I am very much into obedient submissives. If I have to fight you to get you to submit, I'm not going to bother. I am not here to fight your inner battles for you.
Lots of dominants are like this, it's not surprising. But I recently realized that I'm not even that big of a fan of giving orders.
Stay with me here. I know you're wondering how there can be obedience without giving orders - after all, obedience implies there's something there to obey. And it's not that I don't have preferences, or that I don't have expectations. It's just the orders themselves that often fall by the wayside.
I *could* beat myself up about this and think of myself as a bad dominant, but I don't think that's what it is. I think it's that I'd rather inspire a submissive to want to do things, instead of just tell them to do them.
I would rather discuss with my boy why it would be a good thing for him to go to the gym twice a week, than simply tell him to do so. I would rather tell him that I enjoy his service, and then reward him when he does it, than to simply boss him around.
Sure, if I want something specific, I will give an order; but it's usually very small things that I do this for. "Fetch my shoes", "refill my glass", things like that. Anything bigger and I would rather open a dialogue about it and find whatever seed it is in a submissive that wants to do whatever I'm after, and draw it out.

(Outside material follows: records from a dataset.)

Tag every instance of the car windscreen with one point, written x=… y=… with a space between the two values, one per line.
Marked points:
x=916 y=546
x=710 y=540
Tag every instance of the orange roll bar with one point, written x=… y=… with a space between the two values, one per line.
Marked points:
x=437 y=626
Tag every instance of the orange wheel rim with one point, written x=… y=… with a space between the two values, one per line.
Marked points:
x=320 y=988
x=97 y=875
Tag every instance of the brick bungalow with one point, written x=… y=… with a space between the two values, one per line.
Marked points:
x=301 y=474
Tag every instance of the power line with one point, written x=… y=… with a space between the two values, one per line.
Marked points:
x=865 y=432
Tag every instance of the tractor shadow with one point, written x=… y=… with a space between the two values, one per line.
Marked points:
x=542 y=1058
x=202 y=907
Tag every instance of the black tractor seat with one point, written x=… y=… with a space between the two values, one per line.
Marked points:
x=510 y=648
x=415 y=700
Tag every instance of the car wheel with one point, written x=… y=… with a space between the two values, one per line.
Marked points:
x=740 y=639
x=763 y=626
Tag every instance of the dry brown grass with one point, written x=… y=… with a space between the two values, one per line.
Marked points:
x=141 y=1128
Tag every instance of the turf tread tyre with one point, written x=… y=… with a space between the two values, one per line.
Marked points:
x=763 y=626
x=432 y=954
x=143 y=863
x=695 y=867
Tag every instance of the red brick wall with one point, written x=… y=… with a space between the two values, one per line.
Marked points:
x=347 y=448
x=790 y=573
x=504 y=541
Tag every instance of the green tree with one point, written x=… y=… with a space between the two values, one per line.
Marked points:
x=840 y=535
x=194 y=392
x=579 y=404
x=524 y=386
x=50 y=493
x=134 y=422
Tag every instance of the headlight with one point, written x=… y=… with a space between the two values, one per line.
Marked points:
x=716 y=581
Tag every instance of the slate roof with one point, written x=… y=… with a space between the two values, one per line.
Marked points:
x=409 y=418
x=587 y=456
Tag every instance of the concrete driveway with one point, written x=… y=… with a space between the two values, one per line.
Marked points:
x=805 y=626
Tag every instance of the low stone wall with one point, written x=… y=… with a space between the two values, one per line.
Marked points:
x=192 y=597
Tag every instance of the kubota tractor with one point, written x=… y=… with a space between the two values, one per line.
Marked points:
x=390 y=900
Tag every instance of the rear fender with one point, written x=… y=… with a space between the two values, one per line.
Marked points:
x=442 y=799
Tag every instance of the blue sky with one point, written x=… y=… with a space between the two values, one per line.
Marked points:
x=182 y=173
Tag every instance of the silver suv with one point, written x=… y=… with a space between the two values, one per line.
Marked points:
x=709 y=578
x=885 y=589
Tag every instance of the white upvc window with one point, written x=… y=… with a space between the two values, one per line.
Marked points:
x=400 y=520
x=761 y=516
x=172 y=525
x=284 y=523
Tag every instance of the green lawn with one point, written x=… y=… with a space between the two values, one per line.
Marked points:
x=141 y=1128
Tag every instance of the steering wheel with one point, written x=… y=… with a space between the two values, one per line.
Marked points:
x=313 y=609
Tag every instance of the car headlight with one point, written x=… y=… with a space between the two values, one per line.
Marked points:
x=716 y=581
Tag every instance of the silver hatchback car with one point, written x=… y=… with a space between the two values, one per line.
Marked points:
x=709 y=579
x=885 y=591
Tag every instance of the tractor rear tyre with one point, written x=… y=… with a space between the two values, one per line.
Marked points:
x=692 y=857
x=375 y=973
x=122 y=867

Admittedly this entire concept mostly applies to boys and girls and submissives - I do not know if I would take this same approach with a slave, not having yet owned one. I suspect with a slave I would be more likely to give direct orders.
I have owned a girl before, but she was definitely a submissive and not a slave; it might be confusing as to how one can 'own' someone who is not a slave, but it worked for us... I suppose when I think about it I have a similar relationship with my boy, though the words "ownership" or "owned" have never been thrown around, "belongs" and "belonging" and "mine" have been.
The line between "24/7 D/s" and "slavery" is often a little blurry, I suppose.
At any rate, back on subject, most of this does come back to my dislike of "force". I am a very strong believer in autonomy and consent, and while I am perfectly aware that "forced" rarely actually means overriding someone's autonomy, it still makes me a little edgy. I think maybe this is why it might be different with a slave who has agreed to a consensual-non-consent arrangement; the consent has been given in advance, for an explicit period of time. This is differing from my other D/s relationships I have had, where even though I might be the boss, the autonomy and consent of my submissive is not a blanket statement at any point.
I do want to add a slave to my life sometime in the near future; I know it will be difficult to find the slave that is the right fit with me and my family, but I'm sure they're out there somewhere.